Let $\left(M^n, g\right)$ be an $n$ dimensional closed manifold, $T$ a tensor on this manifold, we define the energy functional to be $$ \mathcal{F}_T=\int_M|T|^2 d vol(g). $$ Let $g$ be a family of metrics defined as $g=g_0+t h$, where $h$ is a symmetric 2 tensor. The gradient of this energy functional will be denoted by grad $\mathcal{F}_T$ and defined as $$ \frac{\partial}{\partial t} \mathcal{F}_T=\int_M\left\langle\operatorname{grad} \mathcal{F}_T, h\right\rangle d \ vol(g). $$
Now, we want to compute the gradient of the following functional: $$ \mathcal{F}_{\text {Ric }}=\int_M|R i c|^2 d \ vol(g). $$
We want to show that the gradient of the above functional is the following:
$$ \operatorname{gradF}_{\text {Ric }}=-\Delta R_{i j}-\frac{1}{2} \Delta R g_{i j}+\nabla_i \nabla_j R-2 R^{p q} R_{i p j q}+\frac{1}{2}|R i c|^2 g_{i j}. $$
I have computed the variation of the Ricci tensor, metric tensor, and volume element. Could you help me understand the following computation? How to show the equality of (1)?

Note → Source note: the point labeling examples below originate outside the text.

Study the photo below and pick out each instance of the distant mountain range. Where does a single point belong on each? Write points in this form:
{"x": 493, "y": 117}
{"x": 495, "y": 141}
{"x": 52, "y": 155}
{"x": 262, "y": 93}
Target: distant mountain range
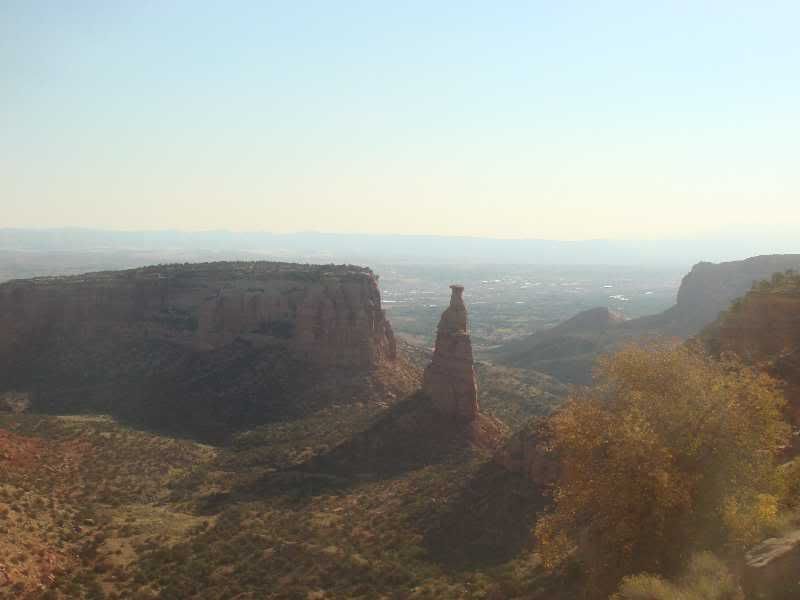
{"x": 569, "y": 350}
{"x": 372, "y": 249}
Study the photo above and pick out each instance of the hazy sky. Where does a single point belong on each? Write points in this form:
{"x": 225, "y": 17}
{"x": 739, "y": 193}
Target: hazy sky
{"x": 506, "y": 119}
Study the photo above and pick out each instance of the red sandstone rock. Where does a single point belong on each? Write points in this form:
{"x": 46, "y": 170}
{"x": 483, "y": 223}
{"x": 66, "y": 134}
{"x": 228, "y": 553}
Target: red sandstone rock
{"x": 328, "y": 315}
{"x": 450, "y": 378}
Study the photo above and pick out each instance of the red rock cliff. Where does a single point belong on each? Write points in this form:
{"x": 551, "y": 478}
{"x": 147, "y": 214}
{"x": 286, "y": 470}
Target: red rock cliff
{"x": 450, "y": 378}
{"x": 328, "y": 315}
{"x": 763, "y": 328}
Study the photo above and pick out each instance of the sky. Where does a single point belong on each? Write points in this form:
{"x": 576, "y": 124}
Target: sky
{"x": 553, "y": 120}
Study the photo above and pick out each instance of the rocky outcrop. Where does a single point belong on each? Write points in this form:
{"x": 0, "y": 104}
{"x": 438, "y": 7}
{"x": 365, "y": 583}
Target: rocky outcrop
{"x": 529, "y": 453}
{"x": 771, "y": 568}
{"x": 710, "y": 288}
{"x": 450, "y": 378}
{"x": 15, "y": 402}
{"x": 569, "y": 350}
{"x": 763, "y": 329}
{"x": 329, "y": 315}
{"x": 217, "y": 342}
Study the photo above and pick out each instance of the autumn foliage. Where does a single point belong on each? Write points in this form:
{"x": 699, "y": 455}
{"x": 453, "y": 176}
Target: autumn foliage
{"x": 670, "y": 452}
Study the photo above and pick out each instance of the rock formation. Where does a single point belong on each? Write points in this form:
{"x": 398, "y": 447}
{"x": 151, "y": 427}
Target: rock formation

$$ \begin{aligned} \frac{\partial}{\partial t} \int_M|R i c|^2 d \mu=& \int_M\left\langle R_{i j}, \frac{\partial}{\partial t} R_{i j}\right\rangle d \mu+\int_M\left\langle\frac{1}{2}|R i c|^2 g_{i j}-2 R_{i p} R_j^p, h_{i j}\right\rangle dvol(g) ....... (1) \\ =& \int_M\left\langle R_{i j},-\Delta h_{i j}\right\rangle d vol(g) +\int_M\left\langle R_{i j},-\nabla_i \nabla_j T r_g(h)\right\rangle dvol(g) \\ &+\int_M\left\langle R_{i j}, \nabla^p \nabla_i h_{j p}\right\rangle dvol(g)+\int_M\left\langle R_{i j}, \nabla^p \nabla_j h_{i p}\right\rangle dvol(g) \\ &+\frac{1}{2} \int_M\left\langle|\operatorname{Ric}|^2 g_{i j}, h_{i j}\right\rangle dvol(g) \end{aligned} $$ Finally, how can I proceed from here? Somehow I can use the divergence theorem? Thanks so much.
Edit: I think I got an answer (not precise though). At the very end of the calculation, he uses the fact that the divergence and gradient are "dual" to each other.